The protection of organic material within aggregates against microbial decomposition is regarded as an important process in soil organic carbon stabilization but detailed knowledge about this process is still lacking. The objective of our study was to determine the longer and short-term impacts of three different tillage treatments (conventional tillage, mulch tillage and no-tillage) on water stable aggregate size distribution. Soils from three sites with long-term tillage trials on loess soils in Germany, planted with sugar beet followed by two years of winter wheat, were sampled in 0–5cm, 5–25cm and 25–40cm depth in April 2010 (wheat stand on all sites), September 2011 (before tillage, after wheat harvest or in the sugar beet), November 2011 (bare soil after tillage or after tillage and sowing of winter wheat) and April 2012 (bare soil or wheat stand). Generally, the soils under no tillage and mulch tillage showed higher yields of macro-aggregates and carbon contents of macro-aggregates in 0–5cm soil depth than under conventional tillage for all sampling dates, probably mainly due to litter accumulation in the topsoil under reduced tillage treatments.

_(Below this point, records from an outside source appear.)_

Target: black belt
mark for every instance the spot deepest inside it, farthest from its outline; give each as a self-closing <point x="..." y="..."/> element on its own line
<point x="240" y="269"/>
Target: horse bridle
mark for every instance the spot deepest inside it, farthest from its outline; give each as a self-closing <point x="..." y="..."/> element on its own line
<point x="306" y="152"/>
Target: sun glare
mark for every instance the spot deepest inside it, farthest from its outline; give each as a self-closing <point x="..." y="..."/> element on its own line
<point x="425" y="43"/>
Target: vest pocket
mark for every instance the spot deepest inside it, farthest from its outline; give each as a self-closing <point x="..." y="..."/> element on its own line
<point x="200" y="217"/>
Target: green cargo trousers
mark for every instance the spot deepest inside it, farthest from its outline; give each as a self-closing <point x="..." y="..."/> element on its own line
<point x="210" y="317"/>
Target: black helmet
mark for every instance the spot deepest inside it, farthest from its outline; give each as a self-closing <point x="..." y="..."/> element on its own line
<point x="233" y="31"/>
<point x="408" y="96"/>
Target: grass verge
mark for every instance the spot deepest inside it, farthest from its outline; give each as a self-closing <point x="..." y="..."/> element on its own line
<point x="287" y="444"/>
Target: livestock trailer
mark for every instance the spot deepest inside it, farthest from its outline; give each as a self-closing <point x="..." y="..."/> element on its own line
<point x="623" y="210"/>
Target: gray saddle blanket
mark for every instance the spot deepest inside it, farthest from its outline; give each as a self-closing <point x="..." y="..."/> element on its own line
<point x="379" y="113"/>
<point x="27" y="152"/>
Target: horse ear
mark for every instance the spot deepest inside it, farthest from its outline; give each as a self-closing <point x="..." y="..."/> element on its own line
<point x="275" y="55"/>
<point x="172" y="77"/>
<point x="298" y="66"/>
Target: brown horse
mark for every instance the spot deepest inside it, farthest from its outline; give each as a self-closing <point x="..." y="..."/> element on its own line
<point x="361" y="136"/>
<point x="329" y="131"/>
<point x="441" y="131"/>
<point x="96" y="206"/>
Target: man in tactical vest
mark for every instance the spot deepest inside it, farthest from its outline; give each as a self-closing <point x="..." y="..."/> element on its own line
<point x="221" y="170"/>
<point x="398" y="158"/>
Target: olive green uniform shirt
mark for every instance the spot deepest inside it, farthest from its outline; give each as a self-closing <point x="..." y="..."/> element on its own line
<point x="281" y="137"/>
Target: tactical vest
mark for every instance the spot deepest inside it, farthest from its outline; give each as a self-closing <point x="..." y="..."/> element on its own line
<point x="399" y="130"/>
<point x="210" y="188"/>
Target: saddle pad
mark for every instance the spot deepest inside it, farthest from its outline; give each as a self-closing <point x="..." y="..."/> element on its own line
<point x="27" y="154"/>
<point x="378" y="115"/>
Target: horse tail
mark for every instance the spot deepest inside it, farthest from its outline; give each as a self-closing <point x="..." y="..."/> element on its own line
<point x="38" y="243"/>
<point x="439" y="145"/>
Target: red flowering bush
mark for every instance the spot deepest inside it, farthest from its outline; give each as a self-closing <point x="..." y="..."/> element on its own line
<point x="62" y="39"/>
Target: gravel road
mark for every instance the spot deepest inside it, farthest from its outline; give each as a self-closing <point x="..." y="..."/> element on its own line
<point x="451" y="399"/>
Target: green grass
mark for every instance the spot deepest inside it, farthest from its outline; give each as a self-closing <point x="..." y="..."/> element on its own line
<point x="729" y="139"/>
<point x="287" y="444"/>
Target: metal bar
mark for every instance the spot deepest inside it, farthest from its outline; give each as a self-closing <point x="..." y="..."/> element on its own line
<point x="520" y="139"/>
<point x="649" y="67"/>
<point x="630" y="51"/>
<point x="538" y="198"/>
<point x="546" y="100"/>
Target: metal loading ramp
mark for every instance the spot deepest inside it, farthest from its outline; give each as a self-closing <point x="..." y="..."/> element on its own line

Tillage in November 2011 showed no effect on macro-aggregate yield in comparison to earlier sampling in September 2011. This suggests that either the physical impact of the mouldboard plough did not markedly affect macro-aggregate dynamics or that high macro-aggregate rebuilding rates due to litter incorporation and soil mixing under conventional tillage counterbalanced the physical impact. In 0–5cm soil depth the carbon content of the micro-aggregates within macro-aggregates was higher under reduced tillage treatments, indicating accelerated macro-aggregate turnover under conventional tillage. In contrast, it was lower in 5–25cm under no tillage and 25–40cm under mulch tillage and no tillage than under conventional tillage. Overall, the pattern of yields of macro-aggregates and carbon contents within macro-aggregates over time and depth suggests that the interaction of soil disturbance and litter incorporation of the different tillage treatments created a steady state in terms of macro-aggregate turnover within the different tillage treatments. •Soils from 3 sites with long-term tillage trials were sampled on 4 dates.•Tillage affected yields of macro-aggregates in surface soils.•Tillage affected carbon contents of macro-aggregates in surface soils.